Proving a Gamma function identity in a probabilistic approach.

Question

I want to prove an analysis result using a probabilistic approach. If $X \sim \Gamma(\alpha_1,\beta)$ and $Y \sim \Gamma(\alpha_2, \beta)$ then $ Z= X+Y \sim \Gamma(\alpha_1 +\alpha_2, \beta)$. While proving that $Z \sim \Gamma(\alpha_1 + \alpha_2, \beta)$ I am trying to show this $$ \int_0^1u^{\alpha_1 -1}(1-u)^{\alpha_2 -1}du = \frac{\Gamma(\alpha_1) \Gamma(\alpha_2)}{\Gamma(\alpha_1 +\alpha_2)} $$ However, I can't seem to figure it out.
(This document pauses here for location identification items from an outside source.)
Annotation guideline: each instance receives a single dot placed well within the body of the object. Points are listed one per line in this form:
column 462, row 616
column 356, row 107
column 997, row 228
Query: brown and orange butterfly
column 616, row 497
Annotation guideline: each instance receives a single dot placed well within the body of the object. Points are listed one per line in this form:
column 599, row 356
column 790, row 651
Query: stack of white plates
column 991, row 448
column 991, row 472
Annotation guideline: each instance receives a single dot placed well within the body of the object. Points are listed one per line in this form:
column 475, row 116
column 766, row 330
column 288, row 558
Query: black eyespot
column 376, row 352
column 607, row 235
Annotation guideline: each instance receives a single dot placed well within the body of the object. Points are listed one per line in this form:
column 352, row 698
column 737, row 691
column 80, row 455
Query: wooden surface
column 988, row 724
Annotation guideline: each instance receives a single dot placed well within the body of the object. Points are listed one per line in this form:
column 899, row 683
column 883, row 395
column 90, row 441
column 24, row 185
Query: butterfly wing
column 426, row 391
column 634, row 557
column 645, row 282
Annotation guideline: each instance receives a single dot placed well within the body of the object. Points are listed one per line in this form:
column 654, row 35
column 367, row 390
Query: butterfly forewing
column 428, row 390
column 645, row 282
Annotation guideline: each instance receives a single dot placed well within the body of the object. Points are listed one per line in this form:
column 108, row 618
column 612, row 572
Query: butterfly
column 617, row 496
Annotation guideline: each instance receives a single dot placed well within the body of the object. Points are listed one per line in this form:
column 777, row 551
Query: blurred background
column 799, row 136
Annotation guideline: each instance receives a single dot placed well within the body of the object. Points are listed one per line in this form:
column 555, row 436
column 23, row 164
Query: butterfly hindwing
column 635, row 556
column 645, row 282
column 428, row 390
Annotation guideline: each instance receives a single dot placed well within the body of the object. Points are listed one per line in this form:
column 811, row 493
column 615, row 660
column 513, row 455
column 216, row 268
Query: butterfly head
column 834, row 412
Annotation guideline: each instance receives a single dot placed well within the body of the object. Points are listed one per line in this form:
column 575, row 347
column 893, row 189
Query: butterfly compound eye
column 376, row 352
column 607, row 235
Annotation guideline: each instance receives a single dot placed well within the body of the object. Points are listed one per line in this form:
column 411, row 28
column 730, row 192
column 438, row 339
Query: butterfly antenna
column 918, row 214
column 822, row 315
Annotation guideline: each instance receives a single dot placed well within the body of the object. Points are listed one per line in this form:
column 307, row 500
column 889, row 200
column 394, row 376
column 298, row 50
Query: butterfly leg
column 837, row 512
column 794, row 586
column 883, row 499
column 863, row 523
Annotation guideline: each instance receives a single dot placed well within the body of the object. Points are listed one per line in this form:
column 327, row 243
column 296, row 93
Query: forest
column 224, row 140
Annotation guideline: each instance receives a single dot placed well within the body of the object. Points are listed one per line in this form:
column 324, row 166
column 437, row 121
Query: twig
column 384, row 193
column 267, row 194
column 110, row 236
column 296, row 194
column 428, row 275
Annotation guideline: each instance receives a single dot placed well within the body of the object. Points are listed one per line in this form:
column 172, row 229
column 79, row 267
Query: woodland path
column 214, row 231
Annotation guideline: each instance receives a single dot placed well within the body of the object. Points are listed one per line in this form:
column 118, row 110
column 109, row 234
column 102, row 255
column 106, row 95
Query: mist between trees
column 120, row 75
I used the the convolution to find the PDF of $Z$ but then I got stuck.

Answer 1

Let $X \sim \text{Gamma}(\alpha_1, \beta)$ and $Y \sim \text{Gamma}(\alpha_2, \beta)$ be independent random variables.
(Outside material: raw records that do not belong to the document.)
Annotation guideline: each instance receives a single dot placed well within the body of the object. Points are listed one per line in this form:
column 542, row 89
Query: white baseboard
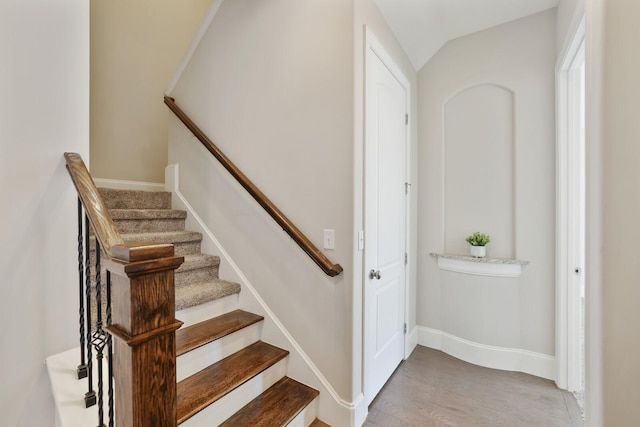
column 331, row 407
column 507, row 359
column 128, row 185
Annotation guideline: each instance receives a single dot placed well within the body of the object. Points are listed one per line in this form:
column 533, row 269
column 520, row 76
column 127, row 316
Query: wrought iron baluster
column 90, row 395
column 109, row 352
column 82, row 367
column 99, row 340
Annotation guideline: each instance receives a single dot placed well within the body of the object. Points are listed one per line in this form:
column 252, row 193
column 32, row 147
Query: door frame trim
column 566, row 317
column 373, row 44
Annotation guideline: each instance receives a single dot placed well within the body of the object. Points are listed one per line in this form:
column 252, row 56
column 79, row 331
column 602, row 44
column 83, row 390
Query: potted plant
column 478, row 242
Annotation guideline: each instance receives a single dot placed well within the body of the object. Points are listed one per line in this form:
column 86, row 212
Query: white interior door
column 385, row 216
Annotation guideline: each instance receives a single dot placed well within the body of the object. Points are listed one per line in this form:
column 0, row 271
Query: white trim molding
column 200, row 32
column 494, row 267
column 507, row 359
column 567, row 310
The moment-generating functions (MGFs) of $X$ and $Y$ are $M_{X}(t) = \left(\dfrac{\beta}{\beta-t}\right)^{\alpha_1}$ and $M_Y(t) = \left(\dfrac{\beta}{\beta-t} \right)^{\alpha_2}$ respectively.

Recall that $M_{X+Y}(t) = M_X(t)M_Y(t)$, because $$M_{X+Y}(t) = \mathbb{E}[e^{t(X+Y)}] = \mathbb{E}[e^{tX+tY}]=\mathbb{E}[e^{tX}e^{tY}]=\mathbb{E}[e^{tX}]\mathbb{E}[e^{tY}]=M_{X}(t)M_{Y}(t)$$ where $\mathbb{E}[e^{tX}e^{tY}]=\mathbb{E}[e^{tX}]\mathbb{E}[e^{tY}]$ due to independence of $X$ and $Y$.

Hence,

$$M_{X+Y}(t)=\left(\dfrac{\beta}{\beta-t}\right)^{\alpha_1}\left(\dfrac{\beta}{\beta-t}\right)^{\alpha_2} = \left(\dfrac{\beta}{\beta-t}\right)^{\alpha_1+\alpha_2}$$ This is the MGF of a $\text{Gamma}(\alpha_1+\alpha_2, \beta)$ random variable; hence, $X+Y \sim \text{Gamma}(\alpha_1+\alpha_2, \beta)$.